GKR is a recursively-defined protocol, where we show how to reduce a claim about \(\tilde{W}_i\) to a claim about \(\tilde{W}_{i+1}\). The base case occurs with the input layer, where the verifier is assumed to be able to evaluate the layer on its own and verify the final claim.
At the beginning of the protocol, the prover sends \(W_0\) to the verifier, which corresponds to the final evaluation of the circuit. The verifier samples \(\hat{x}_0 \in \mathbb{F}^{k_0}\), and the claim to prove becomes \(\tilde{W}_0(\hat{x}_0)\). That is, by the Schwartz-Zippel lemma, if \(\tilde{W}_0(\hat{x}_0)\) is proven to be correct, then we can treat the entire polynomial \(\tilde{W}_0\) to be correct.
Next, we describe the recursive case of the protocol, where the claim \(\tilde{W}_i(\hat{x}_i)\) is reduced to a claim \(\tilde{W}_{i+1}(\hat{x}_{i+1})\) for a randomly sampled \(\hat{x}_{i+1}\), for \(0 \leq i < d\).
In the recursive case, at layer \(i\), we need to reduce the claim \(\tilde{W}_i(\hat{x}_i)\) for a randomly sampled \(\hat{x}_i \in \mathbb{F}^{k_i}\) to \(\tilde{W}_{i+1}(\hat{x}_{i+1})\) for a randomly sampled \(\hat{x}_{i+1} \in \mathbb{F}^{k_{i+1}}\). Recall the definition of \(\tilde{W}_i(\hat{x}_i)\):
\[ \tilde{W}_i(\hat{x}_i) = \sum_{b, c \in \{0, 1\}^{k_{i+1}}} \tilde{add}_{i+1}(\hat{x}_i, b, c) (\tilde{W}_{i+1}(b) + \tilde{W}_{i+1}(c)) + \tilde{mul}_{i+1}\hat{x}_i, b, c) (\tilde{W}_{i+1}(b) \cdot \tilde{W}_{i+1}(c)). \]
Notice that the right-hand side is a sum-check problem over \(b,c\). Or, rewritten slightly,
\[ C_i = \sum_{b, c \in \{0, 1\}^{k_{i+1}}} g(b, c), \]
where \(C_i = \tilde{W}_i(\hat{x}_i)\), and \[g(b, c) = \tilde{add}_{i+1}(\hat{x}_i, b, c) (\tilde{W}_{i+1}(b) + \tilde{W}_{i+1}(c)) + \tilde{mul}_{i+1}(\hat{x}_i, b, c) (\tilde{W}_{i+1}(b) \cdot \tilde{W}_{i+1}(c)).\]
We run the sum-check protocol until the final evaluation of \(g\).
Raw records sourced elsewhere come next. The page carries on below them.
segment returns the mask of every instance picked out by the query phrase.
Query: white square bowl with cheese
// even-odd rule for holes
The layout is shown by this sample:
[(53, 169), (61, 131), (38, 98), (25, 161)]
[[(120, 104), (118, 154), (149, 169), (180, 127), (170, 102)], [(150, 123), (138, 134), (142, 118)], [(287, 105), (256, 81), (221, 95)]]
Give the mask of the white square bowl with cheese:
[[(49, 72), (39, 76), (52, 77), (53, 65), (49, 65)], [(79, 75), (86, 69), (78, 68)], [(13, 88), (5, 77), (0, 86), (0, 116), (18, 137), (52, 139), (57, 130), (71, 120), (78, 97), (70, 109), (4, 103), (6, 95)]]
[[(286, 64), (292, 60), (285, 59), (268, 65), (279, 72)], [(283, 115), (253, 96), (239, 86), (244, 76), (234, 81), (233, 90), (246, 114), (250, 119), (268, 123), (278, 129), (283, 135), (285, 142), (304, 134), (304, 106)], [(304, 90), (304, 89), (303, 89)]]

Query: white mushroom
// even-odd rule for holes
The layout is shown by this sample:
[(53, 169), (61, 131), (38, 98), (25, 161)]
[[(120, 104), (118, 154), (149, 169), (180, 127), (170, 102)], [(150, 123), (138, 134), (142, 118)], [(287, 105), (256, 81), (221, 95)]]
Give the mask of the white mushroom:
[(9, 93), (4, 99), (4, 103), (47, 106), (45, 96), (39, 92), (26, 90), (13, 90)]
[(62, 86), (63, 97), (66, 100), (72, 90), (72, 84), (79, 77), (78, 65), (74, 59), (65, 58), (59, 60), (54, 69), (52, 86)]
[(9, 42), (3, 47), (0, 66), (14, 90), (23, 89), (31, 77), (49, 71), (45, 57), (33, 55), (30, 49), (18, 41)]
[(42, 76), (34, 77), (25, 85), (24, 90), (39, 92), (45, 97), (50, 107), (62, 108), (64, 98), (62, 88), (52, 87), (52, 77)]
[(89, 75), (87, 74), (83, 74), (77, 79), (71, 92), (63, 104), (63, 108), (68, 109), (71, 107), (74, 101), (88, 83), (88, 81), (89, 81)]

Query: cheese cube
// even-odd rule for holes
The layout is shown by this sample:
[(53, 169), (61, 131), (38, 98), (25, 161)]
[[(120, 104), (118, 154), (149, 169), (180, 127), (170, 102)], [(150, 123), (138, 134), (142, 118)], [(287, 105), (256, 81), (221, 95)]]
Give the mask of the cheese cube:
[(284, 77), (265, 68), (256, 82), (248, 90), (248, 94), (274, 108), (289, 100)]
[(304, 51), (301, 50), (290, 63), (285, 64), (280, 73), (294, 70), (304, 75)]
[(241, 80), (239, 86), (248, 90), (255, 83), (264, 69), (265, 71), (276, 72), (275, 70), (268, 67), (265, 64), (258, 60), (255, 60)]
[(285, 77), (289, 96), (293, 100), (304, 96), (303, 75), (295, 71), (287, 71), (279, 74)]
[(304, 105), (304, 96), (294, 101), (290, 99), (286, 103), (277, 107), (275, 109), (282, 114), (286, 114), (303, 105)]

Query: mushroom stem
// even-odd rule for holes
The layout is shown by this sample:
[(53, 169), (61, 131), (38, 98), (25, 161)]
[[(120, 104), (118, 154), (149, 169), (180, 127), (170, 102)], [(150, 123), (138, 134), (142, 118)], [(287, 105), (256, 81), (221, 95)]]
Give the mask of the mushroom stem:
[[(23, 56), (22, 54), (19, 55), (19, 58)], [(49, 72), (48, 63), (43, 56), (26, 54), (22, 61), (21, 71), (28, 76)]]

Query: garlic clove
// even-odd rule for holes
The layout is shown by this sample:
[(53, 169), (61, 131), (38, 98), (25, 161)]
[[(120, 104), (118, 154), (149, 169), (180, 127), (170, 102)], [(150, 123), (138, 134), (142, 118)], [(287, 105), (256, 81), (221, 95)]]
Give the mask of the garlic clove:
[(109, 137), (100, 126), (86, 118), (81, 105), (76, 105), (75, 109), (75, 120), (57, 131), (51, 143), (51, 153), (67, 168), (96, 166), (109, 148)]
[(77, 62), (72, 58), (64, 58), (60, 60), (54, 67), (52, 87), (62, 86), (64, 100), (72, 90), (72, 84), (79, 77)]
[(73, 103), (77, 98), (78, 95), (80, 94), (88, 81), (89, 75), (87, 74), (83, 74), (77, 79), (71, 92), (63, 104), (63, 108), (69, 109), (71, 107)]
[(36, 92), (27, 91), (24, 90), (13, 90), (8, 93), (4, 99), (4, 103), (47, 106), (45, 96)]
We will call the random values sampled during sum-check as \(\rho_b \in_R \mathbb{F}^{k_{i+1}}\) and \(\rho_c \in_R \mathbb{F}^{k_{i+1}}\) corresponding to \(b\) and \(c\), respectively.
At the end of the sum-check protocol, the verifier needs to evaluate \(g(\rho_b, \rho_c)\). However, to compute this value, the verifier needs to know \(\tilde{W}_{i+1}(\rho_b)\) and \(\tilde{W}_{i+1}(\rho_c)\), which it does not have access to. Recall that our goal is to reduce \(\tilde{W}_i(\hat{x}_i)\) to a single \(\tilde{W}_{i+1}(\hat{x}_{i+1})\) claim, for some \(\hat{x}_{i+1}\); but we currently have 2 such claims. Therefore, we next describe how to reduce the 2 claims \(\tilde{W}_{i+1}(\rho_b)\) and \(\tilde{W}_{i+1}(\rho_c)\) to a single claim.
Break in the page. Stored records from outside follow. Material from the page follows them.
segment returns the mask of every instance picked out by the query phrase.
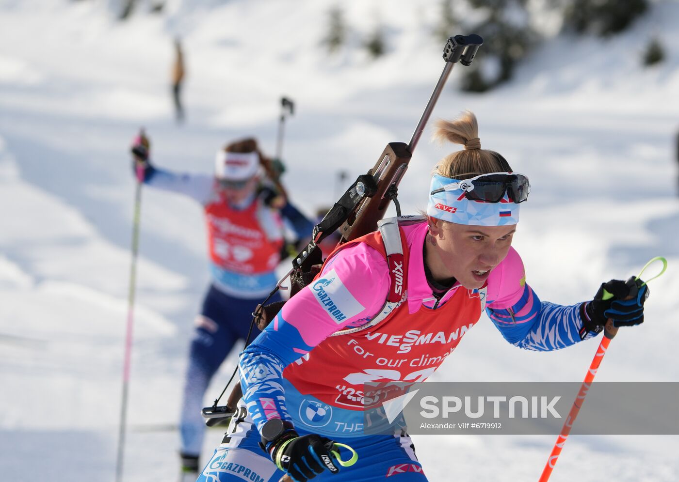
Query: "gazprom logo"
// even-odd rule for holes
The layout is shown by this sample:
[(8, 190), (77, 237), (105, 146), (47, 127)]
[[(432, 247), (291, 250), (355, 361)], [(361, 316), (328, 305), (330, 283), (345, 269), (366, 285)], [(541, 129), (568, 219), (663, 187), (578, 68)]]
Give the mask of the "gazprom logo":
[(319, 279), (318, 281), (314, 283), (314, 292), (320, 291), (334, 281), (335, 278), (331, 278), (330, 279), (326, 279), (325, 278), (323, 278), (321, 279)]
[(339, 325), (365, 309), (334, 269), (323, 274), (325, 276), (314, 281), (308, 289), (310, 289), (314, 298), (335, 323)]
[(323, 306), (325, 306), (325, 309), (330, 315), (337, 321), (342, 321), (346, 319), (346, 315), (337, 308), (335, 302), (330, 298), (330, 295), (325, 291), (325, 288), (334, 281), (335, 278), (330, 279), (322, 278), (314, 283), (314, 291), (316, 292), (314, 294), (316, 299), (320, 302)]

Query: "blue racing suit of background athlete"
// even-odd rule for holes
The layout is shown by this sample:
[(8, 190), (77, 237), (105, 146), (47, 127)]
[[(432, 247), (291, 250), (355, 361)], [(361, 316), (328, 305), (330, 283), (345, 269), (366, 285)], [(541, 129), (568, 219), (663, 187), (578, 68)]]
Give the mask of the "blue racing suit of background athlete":
[[(176, 174), (148, 164), (144, 183), (154, 188), (187, 195), (205, 206), (214, 199), (218, 184), (213, 176)], [(266, 205), (263, 196), (253, 194), (236, 209), (257, 203), (256, 217), (263, 230), (275, 230), (275, 211)], [(313, 224), (297, 208), (287, 203), (280, 214), (298, 239), (311, 235)], [(279, 235), (280, 233), (272, 233)], [(191, 342), (184, 384), (180, 432), (182, 456), (197, 458), (205, 431), (200, 415), (203, 397), (210, 380), (238, 340), (245, 340), (255, 307), (263, 301), (276, 285), (274, 270), (248, 275), (225, 269), (210, 262), (212, 281), (203, 300)], [(276, 294), (270, 301), (280, 300)], [(259, 333), (253, 327), (251, 340)]]

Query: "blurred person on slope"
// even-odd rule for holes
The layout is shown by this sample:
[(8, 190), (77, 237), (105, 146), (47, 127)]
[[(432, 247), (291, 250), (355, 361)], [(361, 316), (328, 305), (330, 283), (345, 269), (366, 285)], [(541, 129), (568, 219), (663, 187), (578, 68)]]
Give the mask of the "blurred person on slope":
[[(202, 205), (207, 223), (212, 282), (196, 318), (185, 380), (180, 432), (183, 470), (195, 473), (205, 423), (203, 397), (213, 376), (238, 340), (245, 340), (252, 313), (277, 283), (274, 270), (285, 256), (285, 224), (298, 239), (313, 225), (295, 206), (262, 187), (264, 158), (253, 138), (217, 153), (214, 175), (175, 173), (153, 165), (143, 134), (133, 141), (140, 180), (151, 187), (187, 195)], [(280, 300), (276, 294), (270, 301)], [(251, 340), (259, 334), (253, 327)]]
[(186, 70), (184, 68), (184, 53), (181, 41), (175, 39), (175, 61), (172, 66), (172, 96), (175, 104), (175, 117), (178, 123), (184, 120), (184, 107), (181, 104), (181, 87)]
[[(243, 350), (238, 416), (198, 482), (426, 481), (404, 429), (364, 433), (365, 383), (424, 381), (484, 309), (509, 343), (538, 351), (591, 338), (609, 318), (643, 321), (648, 288), (634, 278), (570, 306), (538, 298), (511, 247), (528, 180), (481, 149), (477, 131), (469, 111), (439, 121), (436, 136), (464, 149), (437, 165), (427, 216), (339, 247)], [(333, 441), (356, 451), (354, 465), (340, 466)]]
We define the line \(l_{i+1}: \mathbb{F} \rightarrow \mathbb{F}^{k_{i+1}}\) as \(l_{i+1}(x) = (1-x) \cdot \rho_b + x \cdot \rho_c\). Notice that \(l_{i+1}(0) = \rho_b\) and \(l_{i+1}(1) = \rho_c\).
Then, the prover sends the univariate polynomial \(q(x): \mathbb{F} \rightarrow \mathbb{F}\) which is claimed to be equal to \(q(x) = \tilde{W}_{i+1} \circ l_{i+1}(x)\). The verifier uses the values \(q(0)\) for \(\tilde{W}_{i+1}(\rho_b)\) and \(q(1)\) for \(\tilde{W}_{i+1}(\rho_c)\). We are then left with proving that \(q(x)\) is as claimed, which we do using the Schwartz-Zippel lemma once again. The verifier samples \(r_{i+1} \in \mathbb{F}\), and asks the prover to prove \(q(r_{i+1})\).
However, recall that \(q(x) = \tilde{W}_{i+1} \circ l_{i+1}(x)\). Hence,
\[ \begin{align} q(r_{i+1}) &= \tilde{W}_{i+1} \circ l_{i+1}(r_{i+1}) \\ &= \tilde{W}_{i+1}(l_{i+1}(r_{i+1})) \\ &= \tilde{W}_{i+1}(\hat{x}_{i+1}), \end{align} \]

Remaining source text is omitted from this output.